Maybe they knew, deep down, what I know: Trees hold stories. Trees stand around and absorb the plot of, well, your plot. The land changes hands, but the trees stay. You tilt your head back and marvel at the size of that tree and wonder what it’s heard, what it knows, and if you listen hard enough you hear whispers. Of course you do. This is what trees are for.

And our tree? Our tree has no stories. I mean, our tree might as well be plastic. An instant tree belies the very purpose of trees.

By now, Devonne has quit. And I’m here breaking my back with this horrible pick for what? For McTree.

Just then, our neighbor, Riva, appears. “You should use the other side of the pick,” she says.

Riva, 79, came to America from Israel 30 years ago. Her daughter and son-in-law live down the street, and Riva moved in with them five years ago.

I love Riva, but she shouldn’t tell me how to dig.

I’m cold. My back aches. My arms are falling off. I don’t even like my tree anymore.

“The pointy end works better,” Riva insists while I suppress the urge to snarl at her. “This is what I did, you know,” she says. “Fourteen hours a day. I was only 17. But I didn’t mind digging.” I’m surprised she’s bringing this up. Riva doesn’t often talk about the war. I never actually knew what labor she had to do in that camp in Lithuania. I didn’t know about the digging.

“Roads,” she says. “We dug roads.” She says she got good at digging, so good that she was appointed head of the crew.

“A 17-year-old girl in charge of men,” she says, sitting down, settling into the story. “They resented me. They thought maybe I was a collaborator with the Germans. I wasn’t. I was just good at digging.” Her own people turned against her.

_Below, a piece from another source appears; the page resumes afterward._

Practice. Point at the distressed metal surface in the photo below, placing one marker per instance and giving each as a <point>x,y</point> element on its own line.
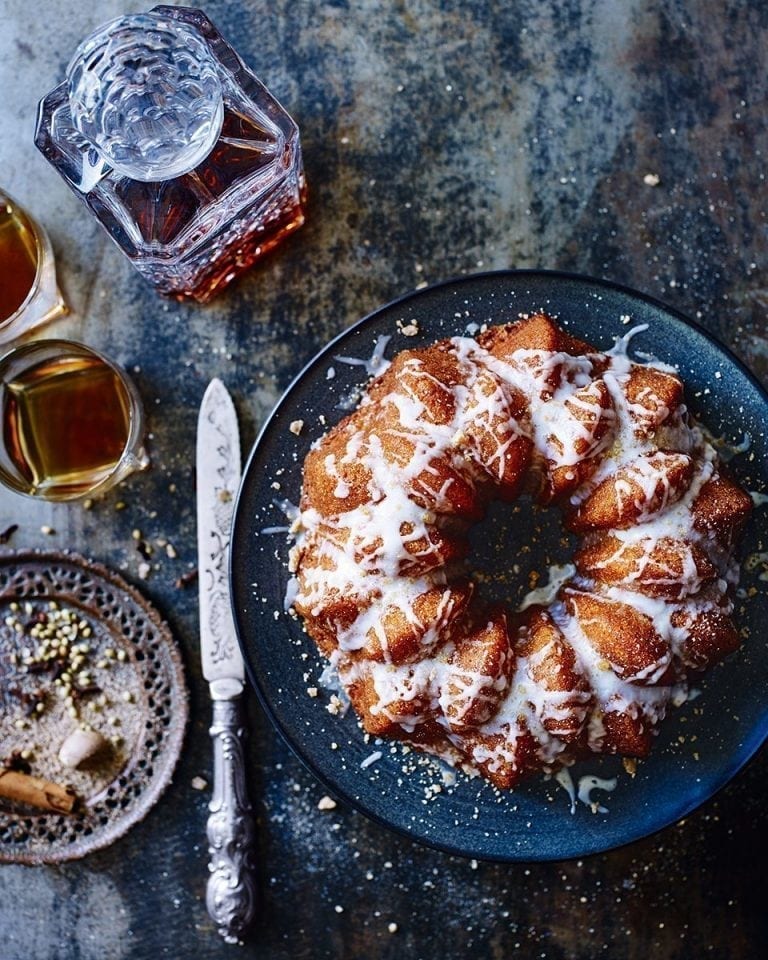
<point>439,138</point>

That’s when she decided to escape. I never knew that’s why she escaped. She made it to the forest. She joined the partisans, for four years worked as a soldier in a ragtag army of patriots working to defeat the Nazis. She wouldn’t learn until much later that her mother was killed in reprisal for her escape from the camp. “If only I hadn’t been so good at digging,” she says with a sigh. “But you can’t think like that.”

I’m now using the pointy end of the pick, out of an eerie respect for Riva. The point goes “plink plink” against the rock. We’re only about a foot down now, and the sun is threatening to set.

I look at my tree, a tree that needs a story. And here’s a story that needs a witness strong enough to hold it and carry it for 100 years and beyond.

What a perfect tree. I bet I can keep digging if I turn on the porch light.